Reste à savoir si une HVE révisée contentera ses détracteurs, et notamment la Fnab, qui dénonce une cohabitation inepte au sein de l’écorégime. « La bio et la HVE ne sont pas sur un pied d’égalité, défend le ministère de l’Agriculture. Elles permettent toutes deux de franchir un saut en terme de transition agroécologique. Dans le règlement actuel de la Pac, les agriculteurs certifiés AB sont automatiquement éligibles au Paiement vert. Mais pour autant, personne n’a jamais prétendu que les exigences de l’agriculture biologique étaient du même niveau que celles du Paiement vert ».

"La prochaine Pac sera plus verte que la Pac actuelle"

Le ministère en profite au passage pour défendre ses arbitrages politiques et budgétaires au sujet de la bio, qui va voir son budget croître de 30% dans la programmation 2023-2027 de la Pac, orienté à 100% sur la conversion et confirmant l’abandon définitif de l’aide au maintien, dont les reliquats proposés par certaines Régions prendront fin le 1er janvier 2023. « Les Régions conserveront la possibilité de flécher des aides à l’investissement mais plus d’aides surfaciques, qui seront du ressort de l’État », précise le ministère, qui souligne au passage que la France accorde ses aides à la conversion durant cinq ans, contre trois ans dans certains pays membres de l’UE.

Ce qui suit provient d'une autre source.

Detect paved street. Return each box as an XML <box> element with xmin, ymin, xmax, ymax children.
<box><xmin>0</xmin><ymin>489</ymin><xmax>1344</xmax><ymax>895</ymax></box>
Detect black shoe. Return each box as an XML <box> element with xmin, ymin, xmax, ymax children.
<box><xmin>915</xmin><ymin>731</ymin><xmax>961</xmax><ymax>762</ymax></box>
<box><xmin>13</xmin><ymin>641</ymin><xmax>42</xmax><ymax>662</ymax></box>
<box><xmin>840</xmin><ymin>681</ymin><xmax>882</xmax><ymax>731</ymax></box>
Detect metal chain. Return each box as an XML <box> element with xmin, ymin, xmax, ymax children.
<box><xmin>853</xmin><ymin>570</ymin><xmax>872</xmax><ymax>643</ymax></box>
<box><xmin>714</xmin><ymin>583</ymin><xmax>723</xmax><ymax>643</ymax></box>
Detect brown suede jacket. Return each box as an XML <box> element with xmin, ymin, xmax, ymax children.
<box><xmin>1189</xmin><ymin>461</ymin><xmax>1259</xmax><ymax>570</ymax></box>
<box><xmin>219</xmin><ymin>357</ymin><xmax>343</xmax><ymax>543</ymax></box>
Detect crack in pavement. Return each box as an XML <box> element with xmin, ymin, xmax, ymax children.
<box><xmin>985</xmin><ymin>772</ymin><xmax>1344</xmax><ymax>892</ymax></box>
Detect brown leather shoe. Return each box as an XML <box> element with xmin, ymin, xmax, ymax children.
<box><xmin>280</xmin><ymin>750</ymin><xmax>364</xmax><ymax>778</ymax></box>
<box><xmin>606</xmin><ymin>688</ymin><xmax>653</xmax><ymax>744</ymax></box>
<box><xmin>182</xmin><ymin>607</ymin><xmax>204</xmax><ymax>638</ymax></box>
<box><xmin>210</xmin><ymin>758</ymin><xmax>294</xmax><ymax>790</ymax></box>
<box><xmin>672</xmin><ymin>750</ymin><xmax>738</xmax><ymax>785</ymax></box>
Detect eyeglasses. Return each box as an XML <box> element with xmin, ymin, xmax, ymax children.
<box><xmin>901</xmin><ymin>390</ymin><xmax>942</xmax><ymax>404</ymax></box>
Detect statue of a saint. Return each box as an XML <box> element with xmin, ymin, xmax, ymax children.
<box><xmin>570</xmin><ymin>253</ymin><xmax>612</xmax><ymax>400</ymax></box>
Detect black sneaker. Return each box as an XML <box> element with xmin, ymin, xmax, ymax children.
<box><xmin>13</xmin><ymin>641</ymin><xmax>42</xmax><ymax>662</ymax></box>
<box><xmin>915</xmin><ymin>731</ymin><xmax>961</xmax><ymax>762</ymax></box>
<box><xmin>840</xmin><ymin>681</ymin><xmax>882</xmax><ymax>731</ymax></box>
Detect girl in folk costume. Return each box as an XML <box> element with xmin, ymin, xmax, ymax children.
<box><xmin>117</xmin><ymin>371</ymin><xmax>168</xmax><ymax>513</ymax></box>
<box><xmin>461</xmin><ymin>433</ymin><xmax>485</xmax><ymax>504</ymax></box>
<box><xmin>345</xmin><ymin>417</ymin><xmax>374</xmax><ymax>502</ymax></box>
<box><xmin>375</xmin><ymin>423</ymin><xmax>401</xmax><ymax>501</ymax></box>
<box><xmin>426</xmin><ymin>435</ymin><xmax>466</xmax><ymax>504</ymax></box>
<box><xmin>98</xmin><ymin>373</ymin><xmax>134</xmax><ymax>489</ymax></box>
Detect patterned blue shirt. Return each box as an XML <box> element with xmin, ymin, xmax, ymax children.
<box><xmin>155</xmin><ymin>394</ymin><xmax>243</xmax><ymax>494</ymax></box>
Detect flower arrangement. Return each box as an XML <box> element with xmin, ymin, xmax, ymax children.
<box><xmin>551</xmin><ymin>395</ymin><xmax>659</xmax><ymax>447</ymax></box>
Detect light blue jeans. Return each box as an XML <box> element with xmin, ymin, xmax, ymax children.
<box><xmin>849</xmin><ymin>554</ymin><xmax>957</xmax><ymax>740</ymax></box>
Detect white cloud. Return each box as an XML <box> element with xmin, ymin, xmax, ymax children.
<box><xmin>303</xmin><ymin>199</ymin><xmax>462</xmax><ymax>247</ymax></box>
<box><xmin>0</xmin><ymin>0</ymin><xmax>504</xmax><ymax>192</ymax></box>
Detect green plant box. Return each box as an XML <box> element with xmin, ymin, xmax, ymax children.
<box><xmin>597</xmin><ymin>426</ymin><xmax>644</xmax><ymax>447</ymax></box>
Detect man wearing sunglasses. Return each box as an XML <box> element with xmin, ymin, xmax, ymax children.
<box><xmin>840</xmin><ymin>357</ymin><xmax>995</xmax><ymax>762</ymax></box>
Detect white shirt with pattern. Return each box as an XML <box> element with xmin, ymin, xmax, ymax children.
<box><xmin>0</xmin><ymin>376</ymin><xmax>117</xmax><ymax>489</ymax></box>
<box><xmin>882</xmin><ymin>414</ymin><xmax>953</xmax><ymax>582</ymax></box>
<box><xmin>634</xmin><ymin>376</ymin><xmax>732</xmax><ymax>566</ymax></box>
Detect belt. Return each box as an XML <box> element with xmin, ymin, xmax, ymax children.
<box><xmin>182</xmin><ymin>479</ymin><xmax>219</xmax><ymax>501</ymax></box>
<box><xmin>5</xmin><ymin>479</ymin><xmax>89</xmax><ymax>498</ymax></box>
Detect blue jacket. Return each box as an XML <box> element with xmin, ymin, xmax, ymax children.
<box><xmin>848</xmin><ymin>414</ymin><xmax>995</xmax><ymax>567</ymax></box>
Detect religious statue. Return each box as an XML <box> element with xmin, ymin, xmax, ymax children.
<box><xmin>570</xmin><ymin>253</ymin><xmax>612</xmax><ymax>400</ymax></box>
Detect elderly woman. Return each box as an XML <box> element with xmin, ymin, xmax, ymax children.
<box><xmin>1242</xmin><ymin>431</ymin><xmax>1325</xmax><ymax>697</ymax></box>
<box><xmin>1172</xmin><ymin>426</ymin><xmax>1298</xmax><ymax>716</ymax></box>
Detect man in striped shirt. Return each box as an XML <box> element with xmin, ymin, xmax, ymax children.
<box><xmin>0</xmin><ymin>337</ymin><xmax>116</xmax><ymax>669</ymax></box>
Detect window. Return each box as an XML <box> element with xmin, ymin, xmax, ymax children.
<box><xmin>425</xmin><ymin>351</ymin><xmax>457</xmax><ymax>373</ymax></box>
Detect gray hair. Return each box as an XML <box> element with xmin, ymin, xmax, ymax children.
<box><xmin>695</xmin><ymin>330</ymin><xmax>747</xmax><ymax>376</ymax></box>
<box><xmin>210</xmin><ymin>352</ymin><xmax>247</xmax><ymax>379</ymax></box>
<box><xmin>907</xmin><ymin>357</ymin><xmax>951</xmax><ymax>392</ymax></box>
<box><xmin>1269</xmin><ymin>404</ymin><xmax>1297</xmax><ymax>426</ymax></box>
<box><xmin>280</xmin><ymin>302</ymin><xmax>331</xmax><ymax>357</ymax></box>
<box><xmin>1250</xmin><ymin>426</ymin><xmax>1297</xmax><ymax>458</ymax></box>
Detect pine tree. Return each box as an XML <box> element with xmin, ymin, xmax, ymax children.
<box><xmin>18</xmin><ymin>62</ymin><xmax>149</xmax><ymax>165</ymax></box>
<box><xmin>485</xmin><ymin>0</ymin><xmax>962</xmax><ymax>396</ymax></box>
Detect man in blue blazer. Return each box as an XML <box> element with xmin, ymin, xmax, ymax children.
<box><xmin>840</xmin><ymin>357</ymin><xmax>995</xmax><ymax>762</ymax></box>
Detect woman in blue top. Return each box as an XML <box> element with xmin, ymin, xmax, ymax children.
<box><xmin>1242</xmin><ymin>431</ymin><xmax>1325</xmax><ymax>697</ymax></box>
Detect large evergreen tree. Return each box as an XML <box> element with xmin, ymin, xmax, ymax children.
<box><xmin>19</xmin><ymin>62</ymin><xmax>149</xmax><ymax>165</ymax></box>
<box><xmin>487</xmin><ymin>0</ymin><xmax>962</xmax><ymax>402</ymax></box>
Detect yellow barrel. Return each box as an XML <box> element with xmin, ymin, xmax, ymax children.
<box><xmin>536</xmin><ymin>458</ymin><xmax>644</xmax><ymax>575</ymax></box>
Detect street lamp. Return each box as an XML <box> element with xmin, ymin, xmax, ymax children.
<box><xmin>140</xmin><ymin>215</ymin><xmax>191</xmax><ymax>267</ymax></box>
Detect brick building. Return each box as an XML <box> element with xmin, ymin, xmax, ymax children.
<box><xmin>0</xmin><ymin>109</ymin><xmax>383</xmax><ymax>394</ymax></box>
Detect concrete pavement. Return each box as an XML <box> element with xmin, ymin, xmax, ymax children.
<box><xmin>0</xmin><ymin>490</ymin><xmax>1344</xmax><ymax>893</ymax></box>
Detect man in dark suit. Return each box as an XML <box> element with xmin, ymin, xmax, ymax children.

La Fnab dénonce une coupe franche de 66% des aides bio, soit une perte de 132€/ha, ce que réfute le ministère, qui rappelle que la bio émarge aux droits à paiement de base (DPB), au paiement redistributif, au futur écorégime et potentiellement aux aides couplées animales et à l’ICHN pour celles concernées par ces aides, sans oublier le crédit d’impôt et le paiement additionnel jeune agriculteur, le cas échéant.

« Avec l’écorégime d’une part et l’ex-paiement vert d’autre part, qui devient le socle de la conditionnalité s’appliquant à tous les paiements directs, la prochaine Pac sera plus verte que la Pac actuelle », affirme le ministère, qui voit par ailleurs dans l’écorégime la traduction d’une promesse présidentielle, à savoir l’intronisation des Paiements pour services environnementaux (PSE).

Les PSE se distinguent des MAEC par le fait qu’ils rémunèrent expressément des services environnementaux et sociétaux, quand les MAEC ont vocation à compenser les surcoûts et/ou les manques à gagner de pratiques agroécologiques. « La France met en œuvre des Paiements pour services environnementaux : c’est l’écorégime », affirme le ministère.